Leicester, admittedly, have featured far more among the honours this millennium, which is to say at all, than their arch rivals from the West Country, who so dominated the 1980s and 1990s. But neither team, if you asked their hoariest old warriors, could pick a foe they would rather lock horns with on what will no doubt be a sunny afternoon at HQ.
This was a darker and more swirling affair. The Tigers seemed to have Sale in their pockets for half the match, but the visitors rallied midway through the second to level the scores with only 15 to play. Their tails seemed up.
Then came a flash of brilliance – not the first of the afternoon by any means – and all that darkness was pierced by a try fit to win a semi-final. The final minutes played out to Leicester’s beefiest squeezing out Manchester’s, as English rugby’s largest support bellowed them on. So familiar. A bit like next week might feel.
“There’s what we can handle, what we’re in charge of,” said Michael Cheika, as he looked forward to his second major final at Twickenham, after the Rugby World Cup final in 2015. “And then there’s what the other team’s in charge of. That game was physical today. It was another level up from anything that’s been played this season. Next weekend will be again.”

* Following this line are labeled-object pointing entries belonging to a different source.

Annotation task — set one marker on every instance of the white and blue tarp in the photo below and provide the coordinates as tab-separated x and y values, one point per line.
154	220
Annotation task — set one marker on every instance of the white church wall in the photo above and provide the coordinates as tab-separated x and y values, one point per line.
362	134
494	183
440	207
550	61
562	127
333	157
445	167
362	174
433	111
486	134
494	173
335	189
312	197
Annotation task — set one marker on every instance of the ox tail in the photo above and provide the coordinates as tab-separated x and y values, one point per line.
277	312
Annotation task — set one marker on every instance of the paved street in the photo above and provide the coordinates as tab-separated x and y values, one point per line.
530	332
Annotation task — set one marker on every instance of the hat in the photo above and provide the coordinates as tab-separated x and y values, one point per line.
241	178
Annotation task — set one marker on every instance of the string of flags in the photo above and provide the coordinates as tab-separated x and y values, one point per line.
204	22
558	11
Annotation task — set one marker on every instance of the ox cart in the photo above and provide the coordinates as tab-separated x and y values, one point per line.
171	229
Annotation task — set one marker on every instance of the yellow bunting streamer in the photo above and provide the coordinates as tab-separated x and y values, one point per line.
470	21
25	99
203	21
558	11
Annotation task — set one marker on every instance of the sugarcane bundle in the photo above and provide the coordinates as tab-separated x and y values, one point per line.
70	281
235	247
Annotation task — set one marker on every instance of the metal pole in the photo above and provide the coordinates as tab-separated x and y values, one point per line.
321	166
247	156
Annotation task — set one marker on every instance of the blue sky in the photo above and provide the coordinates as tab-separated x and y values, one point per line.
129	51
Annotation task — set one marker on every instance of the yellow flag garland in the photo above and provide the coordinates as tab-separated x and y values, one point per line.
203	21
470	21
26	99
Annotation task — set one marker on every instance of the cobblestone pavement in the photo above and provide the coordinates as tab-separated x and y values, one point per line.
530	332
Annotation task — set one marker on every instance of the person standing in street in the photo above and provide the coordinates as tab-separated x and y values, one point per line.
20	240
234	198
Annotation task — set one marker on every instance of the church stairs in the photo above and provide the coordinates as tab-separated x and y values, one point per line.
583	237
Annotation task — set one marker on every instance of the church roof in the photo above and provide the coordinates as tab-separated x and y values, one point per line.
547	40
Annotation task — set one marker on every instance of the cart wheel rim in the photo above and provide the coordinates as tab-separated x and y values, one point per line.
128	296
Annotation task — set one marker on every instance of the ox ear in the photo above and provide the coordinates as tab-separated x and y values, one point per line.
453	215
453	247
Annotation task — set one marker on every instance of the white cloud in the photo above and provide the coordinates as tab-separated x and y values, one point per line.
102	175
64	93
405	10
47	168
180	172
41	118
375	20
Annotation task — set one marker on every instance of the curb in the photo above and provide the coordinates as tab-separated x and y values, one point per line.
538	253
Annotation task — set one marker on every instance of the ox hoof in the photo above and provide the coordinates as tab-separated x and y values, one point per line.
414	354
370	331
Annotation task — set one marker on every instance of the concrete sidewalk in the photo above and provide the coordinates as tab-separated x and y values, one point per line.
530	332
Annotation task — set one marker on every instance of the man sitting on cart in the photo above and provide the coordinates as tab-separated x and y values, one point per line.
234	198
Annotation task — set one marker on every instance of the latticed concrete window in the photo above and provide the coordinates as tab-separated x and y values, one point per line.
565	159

Intensity guaranteed, then. And there was plenty of it in this semi-final, after the pyrotechnics of the one the night before. Neither Leicester nor Sale are known for their lightness of touch. Nor did they flourish any of it for much of the match.
But let it be noted that the decisive breakthroughs owed everything to brilliance. Welford Road bade farewell to some of Leicester’s greatest servants, Dan Cole, Ben Youngs and captain Julián Montoya playing their last matches at the old place, but it was the relative newcomers who won the match.

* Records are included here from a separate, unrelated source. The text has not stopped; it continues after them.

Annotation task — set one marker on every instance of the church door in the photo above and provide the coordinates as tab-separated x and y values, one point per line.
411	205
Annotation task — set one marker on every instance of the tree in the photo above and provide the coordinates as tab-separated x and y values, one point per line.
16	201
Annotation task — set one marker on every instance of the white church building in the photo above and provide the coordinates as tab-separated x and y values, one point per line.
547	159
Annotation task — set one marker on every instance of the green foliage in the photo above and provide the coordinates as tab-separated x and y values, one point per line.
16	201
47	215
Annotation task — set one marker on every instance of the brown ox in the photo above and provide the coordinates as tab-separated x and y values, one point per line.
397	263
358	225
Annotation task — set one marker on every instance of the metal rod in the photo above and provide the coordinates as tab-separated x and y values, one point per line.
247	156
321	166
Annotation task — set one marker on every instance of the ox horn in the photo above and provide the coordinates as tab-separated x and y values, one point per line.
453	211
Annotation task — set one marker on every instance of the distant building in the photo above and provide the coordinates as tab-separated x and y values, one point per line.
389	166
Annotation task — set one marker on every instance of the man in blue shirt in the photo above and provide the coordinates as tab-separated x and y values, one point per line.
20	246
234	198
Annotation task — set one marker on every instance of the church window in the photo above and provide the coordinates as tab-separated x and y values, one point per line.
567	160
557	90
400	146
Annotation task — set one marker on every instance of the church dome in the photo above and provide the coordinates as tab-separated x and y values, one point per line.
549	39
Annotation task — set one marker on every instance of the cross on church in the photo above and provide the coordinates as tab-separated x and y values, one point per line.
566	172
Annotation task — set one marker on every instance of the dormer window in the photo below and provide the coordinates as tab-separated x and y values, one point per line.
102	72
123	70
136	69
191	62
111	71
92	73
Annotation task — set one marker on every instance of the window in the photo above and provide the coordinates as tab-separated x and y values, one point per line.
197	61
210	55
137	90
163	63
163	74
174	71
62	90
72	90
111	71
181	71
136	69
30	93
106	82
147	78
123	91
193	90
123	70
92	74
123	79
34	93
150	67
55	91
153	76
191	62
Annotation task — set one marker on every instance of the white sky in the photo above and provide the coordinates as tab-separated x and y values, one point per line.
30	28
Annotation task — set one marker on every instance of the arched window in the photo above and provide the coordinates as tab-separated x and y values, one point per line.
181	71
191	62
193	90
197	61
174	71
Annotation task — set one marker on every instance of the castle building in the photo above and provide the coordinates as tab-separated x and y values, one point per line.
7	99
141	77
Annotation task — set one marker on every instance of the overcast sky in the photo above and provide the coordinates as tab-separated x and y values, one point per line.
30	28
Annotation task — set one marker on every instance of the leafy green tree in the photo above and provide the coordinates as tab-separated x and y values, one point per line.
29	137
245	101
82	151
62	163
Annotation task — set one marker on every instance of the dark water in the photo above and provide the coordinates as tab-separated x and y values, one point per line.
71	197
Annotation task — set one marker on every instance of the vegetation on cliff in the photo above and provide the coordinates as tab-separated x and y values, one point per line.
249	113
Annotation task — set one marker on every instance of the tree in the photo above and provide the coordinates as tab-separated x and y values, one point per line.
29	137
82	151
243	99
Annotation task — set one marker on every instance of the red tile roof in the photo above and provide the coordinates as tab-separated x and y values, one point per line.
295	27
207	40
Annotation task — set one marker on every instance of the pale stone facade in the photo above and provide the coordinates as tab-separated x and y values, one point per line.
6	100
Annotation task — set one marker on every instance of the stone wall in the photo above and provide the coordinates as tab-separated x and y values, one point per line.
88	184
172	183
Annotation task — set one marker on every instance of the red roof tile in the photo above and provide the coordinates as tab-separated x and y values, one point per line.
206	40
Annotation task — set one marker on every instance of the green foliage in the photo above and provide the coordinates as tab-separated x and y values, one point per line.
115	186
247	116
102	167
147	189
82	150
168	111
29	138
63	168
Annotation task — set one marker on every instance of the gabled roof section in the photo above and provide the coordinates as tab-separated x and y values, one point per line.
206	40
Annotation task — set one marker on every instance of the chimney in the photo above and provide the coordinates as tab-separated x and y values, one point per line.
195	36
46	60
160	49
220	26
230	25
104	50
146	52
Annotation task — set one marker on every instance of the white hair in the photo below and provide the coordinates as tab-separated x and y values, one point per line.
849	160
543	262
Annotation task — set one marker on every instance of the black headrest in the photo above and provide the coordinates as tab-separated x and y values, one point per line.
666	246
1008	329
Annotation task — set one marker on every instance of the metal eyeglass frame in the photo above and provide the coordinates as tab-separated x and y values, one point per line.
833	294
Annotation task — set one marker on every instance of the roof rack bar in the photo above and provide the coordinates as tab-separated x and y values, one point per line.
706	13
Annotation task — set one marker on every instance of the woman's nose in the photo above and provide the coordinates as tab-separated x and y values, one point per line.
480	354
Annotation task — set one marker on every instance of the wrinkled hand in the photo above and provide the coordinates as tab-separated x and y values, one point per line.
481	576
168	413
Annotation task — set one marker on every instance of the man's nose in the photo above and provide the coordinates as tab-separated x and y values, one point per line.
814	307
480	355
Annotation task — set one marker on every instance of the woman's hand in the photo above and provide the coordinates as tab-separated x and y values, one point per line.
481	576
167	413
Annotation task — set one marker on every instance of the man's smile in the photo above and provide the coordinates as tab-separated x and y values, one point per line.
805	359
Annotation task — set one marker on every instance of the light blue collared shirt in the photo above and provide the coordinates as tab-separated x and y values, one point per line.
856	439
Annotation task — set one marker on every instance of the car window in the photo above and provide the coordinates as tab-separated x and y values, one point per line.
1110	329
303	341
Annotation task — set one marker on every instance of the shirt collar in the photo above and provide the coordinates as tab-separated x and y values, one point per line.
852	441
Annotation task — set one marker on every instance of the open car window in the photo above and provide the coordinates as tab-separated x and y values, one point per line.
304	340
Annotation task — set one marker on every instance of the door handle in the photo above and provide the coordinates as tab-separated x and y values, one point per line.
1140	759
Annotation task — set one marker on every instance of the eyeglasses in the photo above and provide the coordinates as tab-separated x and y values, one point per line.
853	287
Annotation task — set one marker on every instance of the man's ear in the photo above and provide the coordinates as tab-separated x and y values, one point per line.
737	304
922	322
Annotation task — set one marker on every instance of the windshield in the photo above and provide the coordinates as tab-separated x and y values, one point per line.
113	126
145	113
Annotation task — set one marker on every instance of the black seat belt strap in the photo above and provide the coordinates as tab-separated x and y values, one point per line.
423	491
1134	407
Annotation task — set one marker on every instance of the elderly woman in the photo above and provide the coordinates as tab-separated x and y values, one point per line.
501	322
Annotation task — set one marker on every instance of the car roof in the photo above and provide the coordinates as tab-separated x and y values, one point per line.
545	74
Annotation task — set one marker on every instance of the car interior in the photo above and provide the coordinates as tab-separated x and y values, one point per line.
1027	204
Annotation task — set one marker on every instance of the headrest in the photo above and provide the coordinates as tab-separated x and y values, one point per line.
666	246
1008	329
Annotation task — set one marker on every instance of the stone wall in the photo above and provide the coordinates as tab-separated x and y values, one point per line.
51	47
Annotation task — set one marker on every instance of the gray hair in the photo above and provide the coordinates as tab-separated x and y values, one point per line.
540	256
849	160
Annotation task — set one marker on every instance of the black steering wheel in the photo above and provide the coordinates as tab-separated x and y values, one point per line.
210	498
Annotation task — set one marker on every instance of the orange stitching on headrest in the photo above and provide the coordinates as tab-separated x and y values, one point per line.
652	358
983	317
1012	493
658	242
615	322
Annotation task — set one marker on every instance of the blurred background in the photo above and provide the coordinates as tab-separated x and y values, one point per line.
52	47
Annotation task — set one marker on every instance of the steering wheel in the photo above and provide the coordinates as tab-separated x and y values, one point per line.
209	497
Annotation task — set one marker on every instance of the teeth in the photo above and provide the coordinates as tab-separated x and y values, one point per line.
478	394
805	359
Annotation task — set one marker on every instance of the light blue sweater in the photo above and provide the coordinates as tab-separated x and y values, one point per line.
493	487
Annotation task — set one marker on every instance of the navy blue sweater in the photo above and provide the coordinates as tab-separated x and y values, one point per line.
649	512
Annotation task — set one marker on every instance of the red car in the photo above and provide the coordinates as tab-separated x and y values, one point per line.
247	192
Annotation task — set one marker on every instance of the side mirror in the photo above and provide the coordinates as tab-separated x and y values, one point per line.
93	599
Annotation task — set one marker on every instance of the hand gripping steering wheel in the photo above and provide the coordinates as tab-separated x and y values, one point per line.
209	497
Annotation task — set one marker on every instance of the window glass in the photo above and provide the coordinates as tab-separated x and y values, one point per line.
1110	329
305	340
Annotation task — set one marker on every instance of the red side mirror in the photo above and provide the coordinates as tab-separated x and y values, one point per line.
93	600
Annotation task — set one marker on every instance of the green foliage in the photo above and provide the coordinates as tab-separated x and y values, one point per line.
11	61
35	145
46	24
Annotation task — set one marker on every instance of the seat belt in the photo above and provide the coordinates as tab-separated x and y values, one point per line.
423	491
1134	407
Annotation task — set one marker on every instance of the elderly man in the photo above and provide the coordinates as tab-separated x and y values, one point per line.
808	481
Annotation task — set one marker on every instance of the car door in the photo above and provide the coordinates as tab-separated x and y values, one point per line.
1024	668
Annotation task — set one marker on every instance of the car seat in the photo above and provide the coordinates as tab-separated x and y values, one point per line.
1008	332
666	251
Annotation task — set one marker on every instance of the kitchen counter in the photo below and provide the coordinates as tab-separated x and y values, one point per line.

Adam Radwan’s two first-half tries, his 10th and 11th in 10 matches since his arrival mid-season from Newcastle, were taken with stunning audacity to earn Leicester a 10-point lead at the break. Solomone Kata carried hard off a scrum, and Jack van Poortvliet flung the ball wide to Radwan on the blindside. One step did for three defenders scampering desperately across – and a few more set up the customary dive across the line for his first.

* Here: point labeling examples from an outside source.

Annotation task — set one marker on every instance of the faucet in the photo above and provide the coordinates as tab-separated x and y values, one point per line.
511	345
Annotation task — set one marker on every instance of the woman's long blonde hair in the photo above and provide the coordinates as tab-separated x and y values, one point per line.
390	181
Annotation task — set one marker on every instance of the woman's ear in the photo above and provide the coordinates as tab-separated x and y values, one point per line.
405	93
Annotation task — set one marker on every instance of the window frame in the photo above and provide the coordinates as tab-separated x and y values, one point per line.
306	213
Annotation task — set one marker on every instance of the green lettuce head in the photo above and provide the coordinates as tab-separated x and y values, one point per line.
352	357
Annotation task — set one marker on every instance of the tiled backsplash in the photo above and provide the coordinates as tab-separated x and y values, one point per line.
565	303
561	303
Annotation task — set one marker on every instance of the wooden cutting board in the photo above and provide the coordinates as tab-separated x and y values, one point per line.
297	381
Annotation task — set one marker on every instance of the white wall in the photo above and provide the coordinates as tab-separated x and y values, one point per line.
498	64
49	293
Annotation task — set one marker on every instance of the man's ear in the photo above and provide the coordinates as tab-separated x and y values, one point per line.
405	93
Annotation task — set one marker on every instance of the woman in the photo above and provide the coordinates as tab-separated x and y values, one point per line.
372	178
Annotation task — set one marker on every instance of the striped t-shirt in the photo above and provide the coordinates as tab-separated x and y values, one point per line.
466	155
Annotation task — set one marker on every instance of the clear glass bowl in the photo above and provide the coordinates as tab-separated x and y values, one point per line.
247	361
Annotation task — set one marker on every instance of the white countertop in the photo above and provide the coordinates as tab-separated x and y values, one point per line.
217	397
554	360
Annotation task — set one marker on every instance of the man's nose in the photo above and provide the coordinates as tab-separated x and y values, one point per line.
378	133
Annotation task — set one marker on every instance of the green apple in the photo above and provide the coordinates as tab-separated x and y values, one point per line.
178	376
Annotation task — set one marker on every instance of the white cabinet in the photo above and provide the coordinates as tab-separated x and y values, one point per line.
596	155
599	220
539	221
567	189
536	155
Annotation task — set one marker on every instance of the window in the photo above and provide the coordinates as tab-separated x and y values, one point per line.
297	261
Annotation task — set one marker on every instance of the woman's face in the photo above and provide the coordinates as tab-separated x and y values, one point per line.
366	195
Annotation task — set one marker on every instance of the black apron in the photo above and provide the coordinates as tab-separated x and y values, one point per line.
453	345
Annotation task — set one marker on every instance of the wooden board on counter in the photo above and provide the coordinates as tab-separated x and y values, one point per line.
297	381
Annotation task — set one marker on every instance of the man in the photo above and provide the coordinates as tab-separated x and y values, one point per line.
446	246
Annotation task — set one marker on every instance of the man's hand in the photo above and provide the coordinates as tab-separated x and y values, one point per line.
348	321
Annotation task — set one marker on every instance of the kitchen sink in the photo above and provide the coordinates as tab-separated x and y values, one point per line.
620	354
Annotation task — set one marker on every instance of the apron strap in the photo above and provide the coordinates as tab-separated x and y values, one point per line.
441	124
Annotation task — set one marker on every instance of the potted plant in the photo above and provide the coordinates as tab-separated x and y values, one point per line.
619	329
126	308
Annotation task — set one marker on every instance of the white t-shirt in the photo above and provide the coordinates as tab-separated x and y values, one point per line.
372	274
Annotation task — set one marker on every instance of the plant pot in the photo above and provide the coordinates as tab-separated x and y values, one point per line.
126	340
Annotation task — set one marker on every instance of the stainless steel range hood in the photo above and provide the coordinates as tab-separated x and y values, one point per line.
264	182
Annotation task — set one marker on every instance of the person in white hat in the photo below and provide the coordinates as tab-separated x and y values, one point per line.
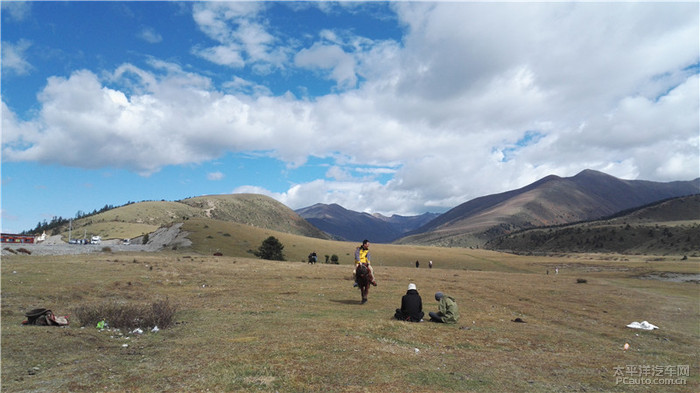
411	306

His second try, though, featured a dive that defied belief. After much close-quarter intensity, Handre Pollard sent a cross-kick to unmarked Radwan on the right. He scuffed it horribly, such that the ball seemed certain to fall out of reach over the line. But Radwan had other ideas. He swallow-dived on the run and reached out to catch the ball as he fell to ground – over the tryline.
Those two flashes earned Leicester a 13-3 lead at the break. Sale had barely fired a shot, but the fightback duly came. Their lightness tends to be supplied by George Ford, a previous champion with Leicester. A second penalty of the match by the old maestro, early in the second half, gave notice. Then Sale struck just shy of the hour.

After more bashing from a penalty to the corner, sweet interplay between the Curry twins and Ford sent Rob du Preez between the posts. Ford’s third penalty, from an angled 40 metres a few minutes later, after Sale had replaced their props and squeezed a penalty out of a scrum, silenced the 20,000.
Then, come the hour, or at least the 68th minute, come Izaia Perese. The Wallaby whose season has been so disrupted by injury had been on for barely a minute when he burst on to a pass from 40 metres out. He skinned the first man and left the rest trailing to seize the keys to Twickenham.
Sale pressed at the very death, having survived another siege of muscle and roars, when Luke Cowan-Dickie spilled the ball with the clock deep in the red. Euphoria, but there was one last TMO intervention to endure. Freddie Steward and Cowan-Dickie had clashed heads. The former’s tackle was deemed legit. Leicester berserk all over again.
Some heroes of yore had the send-off they craved. But there is one last battle to come.